Binary Collapse, the productivity paradox

The most surprising thing about the AI explosion is that it hasn’t caused mass unemployment; instead, it has led to a quiet rise in second-order labor. This new group of humans’ main task is to fix, check, and rewrite the work that computers do. It’s a binary breakdown when companies find out that substituting thinking with prompting doesn’t get rid of work; it makes it more. The promise was clear: quicker drafts, instant code, and research that does itself. The reality that is coming out of offices, law firms, and software teams is more complicated and costs more. Generative tools make it very easy to make something, but they don’t make it cheap to make sure that the something is right. More and more studies suggest that AI speeds up the writing of initial manuscripts, but the time it takes to evaluate and fix those drafts generally cancels out the benefits. Developers say they save hours writing code, yet they spend more time checking and fixing complicated tasks. This is an example of what economists now call the “AI productivity paradox.”

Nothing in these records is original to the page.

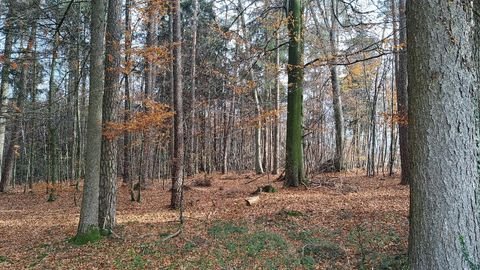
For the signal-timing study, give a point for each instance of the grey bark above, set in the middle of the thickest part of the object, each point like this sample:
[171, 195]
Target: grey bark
[276, 102]
[178, 149]
[126, 136]
[108, 163]
[444, 186]
[402, 93]
[89, 211]
[337, 98]
[4, 85]
[193, 154]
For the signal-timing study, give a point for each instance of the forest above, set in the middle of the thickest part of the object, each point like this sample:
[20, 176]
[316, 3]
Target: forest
[240, 134]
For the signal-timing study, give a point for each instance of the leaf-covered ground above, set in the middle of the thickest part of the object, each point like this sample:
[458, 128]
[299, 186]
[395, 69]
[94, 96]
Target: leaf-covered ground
[343, 221]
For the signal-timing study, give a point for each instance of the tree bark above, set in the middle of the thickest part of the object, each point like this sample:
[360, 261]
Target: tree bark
[126, 137]
[89, 211]
[108, 162]
[402, 94]
[7, 51]
[193, 153]
[178, 149]
[276, 102]
[444, 216]
[337, 98]
[294, 174]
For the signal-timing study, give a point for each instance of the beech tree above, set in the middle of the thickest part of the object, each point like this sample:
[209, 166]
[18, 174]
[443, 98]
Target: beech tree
[294, 174]
[178, 148]
[108, 163]
[444, 216]
[90, 202]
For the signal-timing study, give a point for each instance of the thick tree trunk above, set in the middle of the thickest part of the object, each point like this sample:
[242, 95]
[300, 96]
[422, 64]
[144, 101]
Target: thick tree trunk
[193, 153]
[444, 213]
[108, 162]
[52, 130]
[337, 97]
[276, 103]
[178, 149]
[402, 94]
[9, 162]
[126, 137]
[89, 212]
[294, 174]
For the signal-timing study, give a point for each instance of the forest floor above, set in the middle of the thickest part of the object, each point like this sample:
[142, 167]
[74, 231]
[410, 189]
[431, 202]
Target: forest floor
[343, 221]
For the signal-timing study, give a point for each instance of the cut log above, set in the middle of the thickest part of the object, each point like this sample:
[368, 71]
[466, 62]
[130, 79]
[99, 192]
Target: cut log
[252, 200]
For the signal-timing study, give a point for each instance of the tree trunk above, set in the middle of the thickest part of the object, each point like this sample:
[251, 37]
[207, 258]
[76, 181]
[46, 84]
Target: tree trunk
[89, 211]
[276, 102]
[10, 156]
[193, 153]
[294, 174]
[52, 130]
[108, 162]
[178, 149]
[337, 98]
[444, 216]
[126, 137]
[7, 51]
[402, 95]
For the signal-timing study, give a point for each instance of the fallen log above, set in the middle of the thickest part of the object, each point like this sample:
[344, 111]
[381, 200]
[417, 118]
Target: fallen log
[252, 200]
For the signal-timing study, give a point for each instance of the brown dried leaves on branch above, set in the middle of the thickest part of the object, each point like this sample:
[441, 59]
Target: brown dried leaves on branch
[155, 118]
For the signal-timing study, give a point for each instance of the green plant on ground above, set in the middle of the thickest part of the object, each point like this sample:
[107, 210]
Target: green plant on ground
[323, 250]
[259, 241]
[223, 229]
[370, 244]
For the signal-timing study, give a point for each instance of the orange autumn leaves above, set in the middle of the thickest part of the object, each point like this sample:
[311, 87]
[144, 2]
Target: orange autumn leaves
[155, 117]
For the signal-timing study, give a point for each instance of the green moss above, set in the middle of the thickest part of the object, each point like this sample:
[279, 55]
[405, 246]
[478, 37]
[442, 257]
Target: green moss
[268, 241]
[223, 229]
[91, 236]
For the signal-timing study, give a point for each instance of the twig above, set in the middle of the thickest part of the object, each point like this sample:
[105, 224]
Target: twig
[173, 235]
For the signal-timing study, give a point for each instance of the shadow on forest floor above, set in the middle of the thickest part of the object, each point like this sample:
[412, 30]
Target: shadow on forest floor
[342, 221]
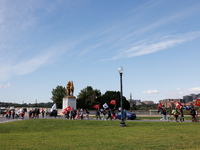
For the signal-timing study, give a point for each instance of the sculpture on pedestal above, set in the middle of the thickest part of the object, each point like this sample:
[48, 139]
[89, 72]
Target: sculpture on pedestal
[70, 89]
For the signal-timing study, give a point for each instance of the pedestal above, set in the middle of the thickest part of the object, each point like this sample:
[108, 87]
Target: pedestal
[69, 101]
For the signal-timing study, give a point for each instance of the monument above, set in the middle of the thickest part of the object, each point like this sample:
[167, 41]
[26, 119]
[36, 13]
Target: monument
[69, 99]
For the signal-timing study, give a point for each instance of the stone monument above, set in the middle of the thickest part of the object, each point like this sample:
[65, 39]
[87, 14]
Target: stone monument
[70, 99]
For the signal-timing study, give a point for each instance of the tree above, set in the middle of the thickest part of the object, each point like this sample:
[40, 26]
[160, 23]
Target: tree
[88, 97]
[110, 95]
[57, 95]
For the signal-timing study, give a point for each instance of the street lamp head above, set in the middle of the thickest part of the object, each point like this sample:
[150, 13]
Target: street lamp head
[120, 70]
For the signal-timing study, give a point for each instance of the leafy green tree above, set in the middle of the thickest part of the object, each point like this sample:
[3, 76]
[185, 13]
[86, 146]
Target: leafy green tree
[57, 95]
[88, 97]
[115, 95]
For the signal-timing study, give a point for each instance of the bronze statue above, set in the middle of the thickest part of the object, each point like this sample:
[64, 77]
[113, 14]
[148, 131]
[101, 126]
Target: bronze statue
[70, 89]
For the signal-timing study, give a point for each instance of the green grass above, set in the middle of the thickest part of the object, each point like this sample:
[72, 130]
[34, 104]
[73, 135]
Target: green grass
[159, 117]
[98, 135]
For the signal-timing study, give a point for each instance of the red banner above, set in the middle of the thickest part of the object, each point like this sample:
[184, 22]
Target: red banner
[179, 105]
[197, 103]
[113, 102]
[96, 106]
[66, 109]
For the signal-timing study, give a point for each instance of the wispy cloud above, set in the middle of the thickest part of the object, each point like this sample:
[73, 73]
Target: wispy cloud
[151, 92]
[179, 93]
[149, 46]
[5, 86]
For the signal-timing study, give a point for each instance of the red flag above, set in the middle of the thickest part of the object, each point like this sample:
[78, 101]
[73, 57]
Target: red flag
[64, 111]
[68, 108]
[96, 106]
[113, 102]
[179, 105]
[197, 103]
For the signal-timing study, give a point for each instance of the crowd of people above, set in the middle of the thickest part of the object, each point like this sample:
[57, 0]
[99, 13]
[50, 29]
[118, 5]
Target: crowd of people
[178, 114]
[101, 114]
[11, 113]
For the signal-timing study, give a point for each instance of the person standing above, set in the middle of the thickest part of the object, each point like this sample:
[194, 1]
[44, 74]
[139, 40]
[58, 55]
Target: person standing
[87, 114]
[164, 113]
[72, 114]
[78, 114]
[55, 113]
[176, 114]
[104, 114]
[124, 114]
[193, 113]
[109, 114]
[82, 113]
[13, 114]
[113, 114]
[98, 114]
[43, 113]
[181, 113]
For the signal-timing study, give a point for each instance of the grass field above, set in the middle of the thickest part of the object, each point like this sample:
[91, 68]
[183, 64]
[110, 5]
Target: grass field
[83, 134]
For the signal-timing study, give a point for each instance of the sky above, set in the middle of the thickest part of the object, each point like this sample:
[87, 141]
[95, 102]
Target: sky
[48, 43]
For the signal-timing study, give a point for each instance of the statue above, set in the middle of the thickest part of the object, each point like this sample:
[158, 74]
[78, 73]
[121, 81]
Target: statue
[70, 89]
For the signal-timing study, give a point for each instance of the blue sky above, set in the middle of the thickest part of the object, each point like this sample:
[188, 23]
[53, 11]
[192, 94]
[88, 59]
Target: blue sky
[48, 43]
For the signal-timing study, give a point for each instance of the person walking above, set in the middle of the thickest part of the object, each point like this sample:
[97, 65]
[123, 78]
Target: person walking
[104, 114]
[43, 113]
[72, 114]
[113, 114]
[55, 113]
[182, 116]
[98, 114]
[124, 114]
[176, 114]
[109, 114]
[78, 114]
[13, 114]
[82, 113]
[87, 114]
[193, 113]
[164, 114]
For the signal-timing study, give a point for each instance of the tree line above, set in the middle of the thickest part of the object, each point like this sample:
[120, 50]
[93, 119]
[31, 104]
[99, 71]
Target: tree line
[88, 97]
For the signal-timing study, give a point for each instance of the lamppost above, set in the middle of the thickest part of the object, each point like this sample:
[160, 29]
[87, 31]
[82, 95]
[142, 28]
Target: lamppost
[122, 123]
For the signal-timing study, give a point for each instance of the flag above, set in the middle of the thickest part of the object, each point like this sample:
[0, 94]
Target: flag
[53, 107]
[179, 105]
[159, 105]
[96, 106]
[197, 103]
[113, 102]
[19, 111]
[105, 105]
[68, 108]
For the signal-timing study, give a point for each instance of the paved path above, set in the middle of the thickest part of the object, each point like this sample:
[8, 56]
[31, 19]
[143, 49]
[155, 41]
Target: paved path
[4, 119]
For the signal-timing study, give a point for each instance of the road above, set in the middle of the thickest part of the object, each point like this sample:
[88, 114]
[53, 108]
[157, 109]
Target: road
[4, 119]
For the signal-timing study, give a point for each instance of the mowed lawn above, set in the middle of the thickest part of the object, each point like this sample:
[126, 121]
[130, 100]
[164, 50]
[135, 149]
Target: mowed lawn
[103, 135]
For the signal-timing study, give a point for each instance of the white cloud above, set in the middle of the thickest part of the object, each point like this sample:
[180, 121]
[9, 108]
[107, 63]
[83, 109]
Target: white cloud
[5, 86]
[179, 93]
[150, 92]
[149, 46]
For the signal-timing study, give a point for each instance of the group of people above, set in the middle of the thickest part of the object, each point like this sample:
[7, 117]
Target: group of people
[107, 114]
[10, 113]
[35, 113]
[176, 112]
[76, 114]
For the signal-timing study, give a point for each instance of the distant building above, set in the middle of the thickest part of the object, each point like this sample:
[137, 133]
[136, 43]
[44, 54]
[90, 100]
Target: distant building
[148, 102]
[132, 101]
[188, 98]
[170, 103]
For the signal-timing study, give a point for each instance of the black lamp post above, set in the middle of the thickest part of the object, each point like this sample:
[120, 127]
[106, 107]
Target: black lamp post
[122, 123]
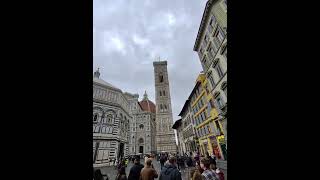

This contradiction starts with a change in the way work is done. Traditionally, competent workers went from analyzing to making things. Many people are now moving from production to supervision thanks to generative AI. Instead of drafting the message, they check it; instead of coding the function, they question it. Researchers examining human-AI interaction characterize this phenomenon as a “production-to-evaluation shift,” wherein users assume the role of monitors for opaque systems whose behavior remains largely unpredictable. It may seem easier to listen to noises than to make them, yet it can be tougher for the brain. To review a believable answer, you need to know a lot and pay close attention for a long time. When the result seems good, it’s easier to skim; when mistakes happen, it costs more to find them. So, the machine’s speed makes it hard to make things, but easy to judge them.

The problem is structural, not transitional, because the cost of output has gone down. Generative AI can produce text, code, and graphics for almost no extra cost. The outcome is a huge increase in volume. Reports say that around 40% of the time saved by AI can be lost to rework if verification is taken into account. Only a small number of knowledge workers enjoy continuous net productivity benefits. Cheap output affects the incentives: when making something is easy, you want to make more of it. Companies don’t drown in a lack of things; they drown in too many things, including slide decks, specifications, emails, and marketing copy, all of which are grammatically perfect and not screened for strategy. Work grows to fill the time that people have to review it. The bottleneck moves from writing to reading, and from building to validating.

The deeper economic story is similar to other technological revolutions. AI can improve individual activities by as much as 14% to 55% at the macro level, while overall productivity stays the same. This difference between micro-efficiency and macro-stagnation is something we saw a lot in the early days of computing, when organizations spent a lot of money on IT before changing how they worked to get the most of it. But generative AI adds a twist: it makes things that must be trusted. Trust costs a lot. The obligation to verify persists in law, health, and finance, regardless of whether a machine generated the draft. In certain circumstances, it gets worse since people are still responsible, but authorship is unclear.

The phenomena is already changing the way people work together. In the past, junior roles were places where people learned how to make decisions by writing drafts, doing math, and developing models. The apprenticeship layer gets thinner if AI does these things. But who will be the next reviewer if there is no apprenticeship? This is the hidden risk that comes with the verification economy: you can’t hire someone else to do your work forever. The more companies use AI to write first drafts, the less time workers have to learn how to judge those drafts. The system could use up the human capital it needs.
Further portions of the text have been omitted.